A suggestion: in the comparison table under the “AES and Port-Parallelism Recipe” it would be great to include “streaming support” and “stable output” (across os/arch) as a column.

Also something to beware of, some hash libraries claim to support streaming via the Hasher interface but actually return different results in streaming and one-shot mode (and have different performance profiles). I’m on mobile so I can’t check atm but I’m about 80% sure gxhash has at least one of these problems that prevented me from using it before.

ashvardanian•4mo ago
Thanks! You are likely right! It took a lot of time to make sure that all 6 of ISA-specific versions of StringZilla (https://github.com/ashvardanian/StringZilla/blob/main/includ...) return the same output for both one-shot and incremental construction, and I’m not sure if it was a priority for other projects :)
unwind•4mo ago
I'm not (at the moment) a potential user of this, but I just wanted to say that it was a fantastic page with a really good presentation of the project and its capabilities.

One micro-question on the editing: why are numbers written with an apostrophe (') as the thousands-separator [1]? I know that is used for this purpose in Switzerland and that many programming languages support it. It just seemed very strange for English text, where typically comma (,) would be used, of course.

[1]: https://en.wikipedia.org/wiki/Decimal_separator#Digit_groupi...

[2]: https://en.wikipedia.org/wiki/Apostrophe#Miscellaneous_uses_...

adrian_b•4mo ago
This is the stupid choice made by the C++ (2014) standard.

A digit separator for increased readability of long numbers has been first introduced by Ada (1979-06), which has used the underscore. This usage matched the original reason for the introduction of the underscore in the character set, which had been done by PL/I (1964-12), for increasing the readability of long identifiers, while avoiding the ambiguity caused by using hyphen for that purpose, as previously in COBOL (many LISPs have retained the COBOL usage of the hyphen, because they, like COBOL, do not normally write arithmetic expressions with operators).

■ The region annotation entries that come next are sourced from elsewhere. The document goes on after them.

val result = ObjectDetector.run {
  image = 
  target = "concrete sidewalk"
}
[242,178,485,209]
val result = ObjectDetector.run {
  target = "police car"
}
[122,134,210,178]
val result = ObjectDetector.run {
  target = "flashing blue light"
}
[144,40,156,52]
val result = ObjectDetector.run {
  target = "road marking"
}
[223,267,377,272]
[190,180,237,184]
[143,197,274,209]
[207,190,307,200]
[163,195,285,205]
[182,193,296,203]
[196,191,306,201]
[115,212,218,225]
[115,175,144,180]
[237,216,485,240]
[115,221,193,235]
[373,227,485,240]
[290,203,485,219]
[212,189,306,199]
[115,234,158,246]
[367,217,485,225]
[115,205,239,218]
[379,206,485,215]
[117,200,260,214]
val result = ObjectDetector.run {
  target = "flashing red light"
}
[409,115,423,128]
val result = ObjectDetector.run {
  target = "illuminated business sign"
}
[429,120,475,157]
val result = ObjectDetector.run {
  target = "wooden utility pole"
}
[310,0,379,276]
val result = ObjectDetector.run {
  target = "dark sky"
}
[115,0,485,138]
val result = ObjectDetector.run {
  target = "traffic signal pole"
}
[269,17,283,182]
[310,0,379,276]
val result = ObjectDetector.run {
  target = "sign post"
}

Most programming languages that have added a digit separator have followed Ada, by using the underscore.

35 years later, C++ should have done the same and I hate whoever thought otherwise within the people who have updated the standard, causing thus completely unnecessary compatibility problems, e.g. when copying a big initialized array between program text sources written in different languages.

There was some flawed argument against the underscore that it could have caused some parsing problems in some weird legacy programs, but they were not more difficult to solve than avoiding parsing errors caused by the legacy use of the apostrophe in character constants (i.e. forbidding the digit separator as the first character in a number is enough to ensure a non-ambiguous parsing) .

ashvardanian•4mo ago
Thanks for the kind words! In this case, it isn’t tied to any programming language or locale-specific formatting. I just find commas less readable in long numbers, especially in running text across Western languages. Apostrophes feel clearer to me, so I usually stick with them.